- Bond, Robert M., et al. “A 61-million-person experiment in social influence and political mobilization.”
- Kramer, Adam DI, Jamie E. Guillory, and Jeffrey T. Hancock. “Experimental evidence of massive-scale emotional contagion through social networks.”
Both of the paper assigned though short are pretty interesting. Both you them have to do with social contagion showing where behavior of people can propagates outwards.
In the first paper, the observation/behavior that bugs me is that people who were shown the informational message behaved in a manner unsettlingly similar to people who had no message at all. Desire to attain social credibility alone cannot be the cause! because the difference in validated voting records between the control group and informational message group is practically speaking non-existent. This leads to what i think might be a pretty interesting question, “do people generally lie on social media platform to fit the norm in order to achieve acceptance from community? monkey sees, monkey does?”. A slight intuition, though controversial, might be that elections in USA are highly celebritized, which might be affecting how voters behave on social media. Another important factor that i think was not controlled for by the authors was fake accounts which may have a significant impact on the results. We’ve seen recently in the US Presidential how these bogus accounts can be used to influence elections.
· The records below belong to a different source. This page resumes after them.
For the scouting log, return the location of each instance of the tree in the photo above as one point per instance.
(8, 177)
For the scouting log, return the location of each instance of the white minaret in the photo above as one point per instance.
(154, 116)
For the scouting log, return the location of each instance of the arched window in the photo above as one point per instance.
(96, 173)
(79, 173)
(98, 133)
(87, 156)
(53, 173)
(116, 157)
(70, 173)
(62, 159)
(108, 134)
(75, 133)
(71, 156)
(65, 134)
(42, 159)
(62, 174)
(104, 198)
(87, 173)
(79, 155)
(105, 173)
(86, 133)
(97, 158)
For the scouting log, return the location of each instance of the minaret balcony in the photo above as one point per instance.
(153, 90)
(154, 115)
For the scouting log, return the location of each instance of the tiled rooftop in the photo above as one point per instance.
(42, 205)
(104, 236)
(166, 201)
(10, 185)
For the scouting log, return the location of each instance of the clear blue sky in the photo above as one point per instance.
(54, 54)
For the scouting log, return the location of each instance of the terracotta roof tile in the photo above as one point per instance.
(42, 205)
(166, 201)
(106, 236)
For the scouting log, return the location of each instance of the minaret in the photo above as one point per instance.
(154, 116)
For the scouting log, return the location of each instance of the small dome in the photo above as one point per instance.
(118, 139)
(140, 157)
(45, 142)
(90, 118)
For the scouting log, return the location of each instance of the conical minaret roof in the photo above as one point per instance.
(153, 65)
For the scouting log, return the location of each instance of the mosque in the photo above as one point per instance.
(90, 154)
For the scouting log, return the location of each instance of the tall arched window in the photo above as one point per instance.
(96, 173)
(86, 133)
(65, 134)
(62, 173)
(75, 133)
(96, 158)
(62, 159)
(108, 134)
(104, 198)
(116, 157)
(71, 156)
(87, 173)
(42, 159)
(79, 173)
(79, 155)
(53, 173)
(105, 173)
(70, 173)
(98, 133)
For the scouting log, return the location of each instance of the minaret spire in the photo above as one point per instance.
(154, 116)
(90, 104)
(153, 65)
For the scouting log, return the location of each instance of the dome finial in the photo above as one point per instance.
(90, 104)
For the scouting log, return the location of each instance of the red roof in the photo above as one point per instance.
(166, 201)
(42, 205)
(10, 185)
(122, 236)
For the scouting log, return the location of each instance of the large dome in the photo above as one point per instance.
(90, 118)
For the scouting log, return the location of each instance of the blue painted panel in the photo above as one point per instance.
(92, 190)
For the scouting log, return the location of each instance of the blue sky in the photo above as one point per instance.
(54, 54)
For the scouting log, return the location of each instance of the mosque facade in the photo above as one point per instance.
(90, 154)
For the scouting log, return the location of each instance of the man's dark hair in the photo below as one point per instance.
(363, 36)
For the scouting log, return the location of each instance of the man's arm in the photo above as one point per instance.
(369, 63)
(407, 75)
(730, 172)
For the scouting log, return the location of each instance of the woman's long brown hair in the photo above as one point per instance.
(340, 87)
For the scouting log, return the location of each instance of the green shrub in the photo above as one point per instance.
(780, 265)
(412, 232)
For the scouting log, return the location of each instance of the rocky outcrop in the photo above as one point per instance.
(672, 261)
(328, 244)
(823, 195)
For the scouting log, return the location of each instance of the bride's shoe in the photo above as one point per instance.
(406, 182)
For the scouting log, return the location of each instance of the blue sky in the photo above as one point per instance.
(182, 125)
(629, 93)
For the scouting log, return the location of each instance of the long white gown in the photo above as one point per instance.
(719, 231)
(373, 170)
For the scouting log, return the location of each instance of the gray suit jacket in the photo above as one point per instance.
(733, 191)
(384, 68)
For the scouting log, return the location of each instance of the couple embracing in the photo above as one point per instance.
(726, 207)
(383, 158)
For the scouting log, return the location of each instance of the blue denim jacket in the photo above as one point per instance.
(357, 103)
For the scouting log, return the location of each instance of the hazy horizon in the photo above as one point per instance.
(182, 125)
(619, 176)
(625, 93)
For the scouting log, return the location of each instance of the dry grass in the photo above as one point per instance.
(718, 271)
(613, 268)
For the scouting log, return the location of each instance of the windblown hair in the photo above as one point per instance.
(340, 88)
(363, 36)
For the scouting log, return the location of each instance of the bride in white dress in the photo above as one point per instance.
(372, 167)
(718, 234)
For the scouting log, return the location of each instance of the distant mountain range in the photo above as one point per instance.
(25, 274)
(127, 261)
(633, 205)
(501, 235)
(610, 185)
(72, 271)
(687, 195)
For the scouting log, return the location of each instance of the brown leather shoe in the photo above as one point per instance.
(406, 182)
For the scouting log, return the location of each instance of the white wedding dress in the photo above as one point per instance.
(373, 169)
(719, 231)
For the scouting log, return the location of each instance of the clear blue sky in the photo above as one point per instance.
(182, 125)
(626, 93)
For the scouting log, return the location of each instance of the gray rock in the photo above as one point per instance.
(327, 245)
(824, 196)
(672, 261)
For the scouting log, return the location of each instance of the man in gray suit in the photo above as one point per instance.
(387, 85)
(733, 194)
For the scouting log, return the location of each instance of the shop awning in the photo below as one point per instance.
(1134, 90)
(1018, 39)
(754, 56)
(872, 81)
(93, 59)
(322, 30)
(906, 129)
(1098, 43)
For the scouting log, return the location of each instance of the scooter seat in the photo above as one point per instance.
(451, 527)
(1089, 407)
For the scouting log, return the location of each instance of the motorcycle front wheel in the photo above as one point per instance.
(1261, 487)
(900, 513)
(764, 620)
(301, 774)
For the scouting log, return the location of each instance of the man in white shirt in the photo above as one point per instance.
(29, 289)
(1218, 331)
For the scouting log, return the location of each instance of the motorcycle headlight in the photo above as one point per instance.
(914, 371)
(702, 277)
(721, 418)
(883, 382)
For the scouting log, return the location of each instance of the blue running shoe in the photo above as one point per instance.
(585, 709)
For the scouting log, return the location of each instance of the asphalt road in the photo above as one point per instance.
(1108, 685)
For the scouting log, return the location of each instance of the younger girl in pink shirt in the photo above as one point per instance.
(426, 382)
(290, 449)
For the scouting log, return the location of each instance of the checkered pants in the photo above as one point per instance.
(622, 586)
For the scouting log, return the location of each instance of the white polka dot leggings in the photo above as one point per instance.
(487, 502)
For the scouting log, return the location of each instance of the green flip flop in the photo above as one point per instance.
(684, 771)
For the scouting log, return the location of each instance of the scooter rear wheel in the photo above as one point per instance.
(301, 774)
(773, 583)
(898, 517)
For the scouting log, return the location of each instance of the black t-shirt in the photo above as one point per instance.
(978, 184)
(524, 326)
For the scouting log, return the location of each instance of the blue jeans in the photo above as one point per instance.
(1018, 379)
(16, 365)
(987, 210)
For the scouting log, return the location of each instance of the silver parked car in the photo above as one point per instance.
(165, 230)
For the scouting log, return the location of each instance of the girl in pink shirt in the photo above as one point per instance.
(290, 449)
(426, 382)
The second paper was more interesting of the two and slightly worrying in a sense too. Taking the result just at face value, “is it possible to program sentiments of crowds through targeted and doctored posts? if yes, how much can this impact important events such as presidential elections”.
Nevertheless, moving on to the content of the paper itself, I disagree with the methodology of the authors in using just LIWC for analysis. While it may be a good tool, the results should have been cross-tested with other similar tools. Another thing to be noted is the division of posts into a binary category with the threshold being just a single positive or negative word. I feel that this is choice of threshold is flawed and will fail to capture sarcasm or jokes. My suggested approach would have been to have three categories of negative, neutral/ambiguous and positive. The authors’ choice of Poisson regression is not well-motivated and implicitly assumes that posting times (gaps between posts) assume a Poisson distribution of which no proof has been provided which leads me to believe that the results might be artifacts of the fit and not actual observations. Finally, a single trial, in my opinion, is insufficient; multiple trials should’ve been conducted with sufficient gaps in between.
Regardless of the approach adopted, building on the results of the paper that when people see more positive posts their subsequent posts are positive and vice versa for negative statements, my questions is that “People who subsequently share positive or negative posts after being exposed to the stimuli, are they actually more positive or more negative respectively? or is it again monkey sees, monkey does i.e. do they share the similar posts as their entourage to stay relevant?”. I might be going off a tangent but the it might be interesting to observe the impact of age i.e. “Are younger people more susceptible to being influenced by online content and does age act as a deterrent against that gullibility?”